After the war Pratt joined so-called Venice Group with other Italian cartoonists like Alberto Ongaro[?] and Mario Faustinelli[?]. Their magazine Asso di Picche begun to appear in 1945. It concentrated on adventure comics.
1949 Pratt moved to Buenos Aires, Argentina, where he worked for Argentinean publisher Editorial Abril[?]. He also met South American comics artists like Jose-Luis Salinas[?] and Solano Lopez[?]. He returned to Italy in 1962. His most famous series, Corto Maltese, begun in 1962.
Due to his rather mixed family ancestry, he learned snippets of things like kabbalism and lots of history.

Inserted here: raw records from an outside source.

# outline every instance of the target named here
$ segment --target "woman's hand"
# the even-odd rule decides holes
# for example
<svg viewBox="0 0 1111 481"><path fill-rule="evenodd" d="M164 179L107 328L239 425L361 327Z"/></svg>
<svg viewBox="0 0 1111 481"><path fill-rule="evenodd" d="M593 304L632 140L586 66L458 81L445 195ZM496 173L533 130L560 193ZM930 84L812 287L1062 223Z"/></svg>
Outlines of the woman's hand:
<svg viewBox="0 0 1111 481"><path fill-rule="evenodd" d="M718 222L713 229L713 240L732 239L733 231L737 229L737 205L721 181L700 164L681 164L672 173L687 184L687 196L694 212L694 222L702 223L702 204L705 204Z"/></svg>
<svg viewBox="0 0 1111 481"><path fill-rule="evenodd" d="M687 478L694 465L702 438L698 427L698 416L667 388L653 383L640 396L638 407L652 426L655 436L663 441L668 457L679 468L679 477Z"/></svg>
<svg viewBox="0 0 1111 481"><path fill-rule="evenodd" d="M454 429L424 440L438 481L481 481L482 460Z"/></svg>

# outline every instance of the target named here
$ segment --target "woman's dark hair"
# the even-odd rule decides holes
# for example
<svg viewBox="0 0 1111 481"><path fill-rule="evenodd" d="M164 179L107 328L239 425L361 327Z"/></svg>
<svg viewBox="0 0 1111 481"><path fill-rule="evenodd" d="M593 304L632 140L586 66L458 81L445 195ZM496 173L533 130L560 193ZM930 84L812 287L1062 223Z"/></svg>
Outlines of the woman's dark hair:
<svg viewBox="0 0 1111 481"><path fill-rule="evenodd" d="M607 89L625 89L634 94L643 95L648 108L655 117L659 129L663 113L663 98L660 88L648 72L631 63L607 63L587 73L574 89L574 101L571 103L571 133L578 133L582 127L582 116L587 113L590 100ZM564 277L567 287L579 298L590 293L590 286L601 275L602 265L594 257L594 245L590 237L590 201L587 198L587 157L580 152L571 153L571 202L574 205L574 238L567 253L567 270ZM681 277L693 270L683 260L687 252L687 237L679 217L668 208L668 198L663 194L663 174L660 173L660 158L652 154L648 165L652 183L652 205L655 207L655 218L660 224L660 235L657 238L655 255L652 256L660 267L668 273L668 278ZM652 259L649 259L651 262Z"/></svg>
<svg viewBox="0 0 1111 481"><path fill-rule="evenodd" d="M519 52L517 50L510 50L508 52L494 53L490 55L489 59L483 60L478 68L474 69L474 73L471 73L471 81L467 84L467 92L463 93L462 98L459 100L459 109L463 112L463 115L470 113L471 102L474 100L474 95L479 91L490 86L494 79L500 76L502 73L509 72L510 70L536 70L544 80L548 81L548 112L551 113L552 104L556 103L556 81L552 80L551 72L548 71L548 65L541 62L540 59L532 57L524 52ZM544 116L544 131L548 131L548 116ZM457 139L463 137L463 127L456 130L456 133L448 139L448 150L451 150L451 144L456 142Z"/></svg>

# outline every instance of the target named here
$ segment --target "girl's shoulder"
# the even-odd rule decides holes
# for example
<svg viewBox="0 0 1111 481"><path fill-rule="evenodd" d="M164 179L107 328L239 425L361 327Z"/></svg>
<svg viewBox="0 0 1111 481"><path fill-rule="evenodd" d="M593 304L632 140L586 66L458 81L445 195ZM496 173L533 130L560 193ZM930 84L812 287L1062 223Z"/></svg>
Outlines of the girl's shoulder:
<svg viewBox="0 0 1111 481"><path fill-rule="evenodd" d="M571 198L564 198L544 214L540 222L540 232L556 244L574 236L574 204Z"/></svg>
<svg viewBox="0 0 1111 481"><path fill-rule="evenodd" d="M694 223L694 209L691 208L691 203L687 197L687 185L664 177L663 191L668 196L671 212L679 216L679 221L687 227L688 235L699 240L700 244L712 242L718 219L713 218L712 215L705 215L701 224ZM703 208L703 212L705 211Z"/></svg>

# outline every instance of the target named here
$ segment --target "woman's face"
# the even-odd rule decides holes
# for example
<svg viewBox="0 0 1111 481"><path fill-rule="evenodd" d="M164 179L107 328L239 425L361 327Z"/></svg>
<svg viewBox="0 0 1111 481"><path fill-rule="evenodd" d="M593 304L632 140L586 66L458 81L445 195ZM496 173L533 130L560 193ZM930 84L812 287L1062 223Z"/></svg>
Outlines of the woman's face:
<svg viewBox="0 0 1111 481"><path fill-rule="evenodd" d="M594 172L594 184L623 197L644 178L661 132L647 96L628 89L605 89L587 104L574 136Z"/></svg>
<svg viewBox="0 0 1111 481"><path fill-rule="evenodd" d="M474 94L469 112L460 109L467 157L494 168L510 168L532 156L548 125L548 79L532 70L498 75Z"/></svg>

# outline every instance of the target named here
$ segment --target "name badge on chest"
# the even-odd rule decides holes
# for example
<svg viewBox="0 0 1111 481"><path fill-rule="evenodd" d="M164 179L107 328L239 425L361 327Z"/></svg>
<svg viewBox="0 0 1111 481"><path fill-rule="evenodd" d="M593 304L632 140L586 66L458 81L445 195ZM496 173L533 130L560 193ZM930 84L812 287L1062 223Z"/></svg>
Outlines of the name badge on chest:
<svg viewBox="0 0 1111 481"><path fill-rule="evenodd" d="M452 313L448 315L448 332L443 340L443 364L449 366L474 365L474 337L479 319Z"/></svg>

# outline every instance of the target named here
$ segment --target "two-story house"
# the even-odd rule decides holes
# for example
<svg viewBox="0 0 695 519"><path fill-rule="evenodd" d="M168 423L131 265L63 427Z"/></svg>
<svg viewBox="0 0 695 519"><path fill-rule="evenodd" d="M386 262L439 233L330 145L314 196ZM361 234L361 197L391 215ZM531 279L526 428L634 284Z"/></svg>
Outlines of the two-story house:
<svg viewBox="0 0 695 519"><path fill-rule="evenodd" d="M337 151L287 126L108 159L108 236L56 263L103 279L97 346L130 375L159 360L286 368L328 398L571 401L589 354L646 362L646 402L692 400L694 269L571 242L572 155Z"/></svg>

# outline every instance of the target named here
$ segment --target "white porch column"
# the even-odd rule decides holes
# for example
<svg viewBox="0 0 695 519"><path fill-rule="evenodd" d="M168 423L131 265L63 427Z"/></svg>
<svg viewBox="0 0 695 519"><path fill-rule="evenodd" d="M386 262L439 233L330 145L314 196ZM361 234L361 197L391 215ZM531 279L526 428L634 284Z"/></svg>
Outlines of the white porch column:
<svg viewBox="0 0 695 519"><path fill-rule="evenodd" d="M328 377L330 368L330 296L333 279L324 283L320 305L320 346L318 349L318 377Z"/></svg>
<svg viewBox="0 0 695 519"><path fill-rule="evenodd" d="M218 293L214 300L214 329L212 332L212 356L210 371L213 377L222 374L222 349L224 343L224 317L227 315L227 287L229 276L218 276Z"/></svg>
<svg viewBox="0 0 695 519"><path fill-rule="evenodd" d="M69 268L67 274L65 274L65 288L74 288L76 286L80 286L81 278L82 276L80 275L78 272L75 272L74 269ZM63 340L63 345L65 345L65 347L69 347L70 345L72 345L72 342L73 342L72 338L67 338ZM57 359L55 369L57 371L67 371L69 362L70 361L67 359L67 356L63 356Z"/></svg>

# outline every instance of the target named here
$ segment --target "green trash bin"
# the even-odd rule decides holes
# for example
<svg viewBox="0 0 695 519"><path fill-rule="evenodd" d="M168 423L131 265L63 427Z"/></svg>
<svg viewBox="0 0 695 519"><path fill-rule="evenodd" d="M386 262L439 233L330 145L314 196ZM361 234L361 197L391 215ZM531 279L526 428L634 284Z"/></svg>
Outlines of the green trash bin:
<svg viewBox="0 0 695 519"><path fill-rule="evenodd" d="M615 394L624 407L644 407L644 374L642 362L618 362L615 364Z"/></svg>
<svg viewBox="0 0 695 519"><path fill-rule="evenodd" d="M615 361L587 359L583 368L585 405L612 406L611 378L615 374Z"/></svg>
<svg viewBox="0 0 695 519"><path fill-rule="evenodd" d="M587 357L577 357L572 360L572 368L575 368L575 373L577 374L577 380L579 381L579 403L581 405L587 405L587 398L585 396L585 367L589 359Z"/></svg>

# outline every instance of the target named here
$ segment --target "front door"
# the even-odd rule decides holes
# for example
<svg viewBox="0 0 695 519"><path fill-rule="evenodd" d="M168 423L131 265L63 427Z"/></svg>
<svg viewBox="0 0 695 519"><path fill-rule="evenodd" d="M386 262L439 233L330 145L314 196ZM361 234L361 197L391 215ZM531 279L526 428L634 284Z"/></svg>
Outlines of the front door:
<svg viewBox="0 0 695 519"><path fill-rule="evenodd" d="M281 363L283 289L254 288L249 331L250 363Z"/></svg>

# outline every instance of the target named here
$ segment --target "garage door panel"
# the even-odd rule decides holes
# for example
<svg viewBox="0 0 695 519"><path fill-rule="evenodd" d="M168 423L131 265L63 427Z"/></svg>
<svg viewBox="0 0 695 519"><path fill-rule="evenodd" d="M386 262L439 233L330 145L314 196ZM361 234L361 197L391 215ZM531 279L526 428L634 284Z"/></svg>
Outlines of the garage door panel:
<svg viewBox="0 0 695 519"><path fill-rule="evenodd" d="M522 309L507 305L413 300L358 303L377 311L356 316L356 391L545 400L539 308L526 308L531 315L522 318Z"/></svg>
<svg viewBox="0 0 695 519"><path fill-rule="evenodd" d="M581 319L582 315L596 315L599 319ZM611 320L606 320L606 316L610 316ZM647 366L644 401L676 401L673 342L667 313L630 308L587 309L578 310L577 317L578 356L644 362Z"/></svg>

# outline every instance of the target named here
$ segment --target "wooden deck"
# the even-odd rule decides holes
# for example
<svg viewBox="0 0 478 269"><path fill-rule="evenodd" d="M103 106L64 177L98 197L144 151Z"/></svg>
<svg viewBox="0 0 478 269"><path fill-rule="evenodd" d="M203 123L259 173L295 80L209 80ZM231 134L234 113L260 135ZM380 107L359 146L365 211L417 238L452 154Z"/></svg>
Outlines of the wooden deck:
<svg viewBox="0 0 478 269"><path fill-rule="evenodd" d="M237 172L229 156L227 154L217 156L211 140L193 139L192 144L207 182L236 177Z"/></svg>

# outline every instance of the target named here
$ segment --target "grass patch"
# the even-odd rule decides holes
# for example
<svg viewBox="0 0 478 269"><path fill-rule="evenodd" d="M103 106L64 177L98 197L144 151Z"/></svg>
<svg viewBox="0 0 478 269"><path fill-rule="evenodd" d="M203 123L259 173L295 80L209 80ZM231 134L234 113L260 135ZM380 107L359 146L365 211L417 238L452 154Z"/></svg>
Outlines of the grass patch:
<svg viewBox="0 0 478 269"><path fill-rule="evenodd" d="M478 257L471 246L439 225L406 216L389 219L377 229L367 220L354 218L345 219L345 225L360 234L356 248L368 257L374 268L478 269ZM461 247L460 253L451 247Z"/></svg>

Many of his stories are placed in real historical eras and events, like 1755 war between French and British colonists in Ticonderoga[?], colonial wars in Africa and both World Wars. He made lots of research for both factual and visual details and sometimes the characters are real historical people or closely based on them. Many of the minor characters cross over into other stories in way that places all Pratt’s stories into the same continuum.
Among his inspiration he stated writers like Joseph Conrad, Fenimore Cooper[?], Herman Melville and Jack London, but also Milton Caniff[?] (of Terry and the Pirates) and Will Eisner.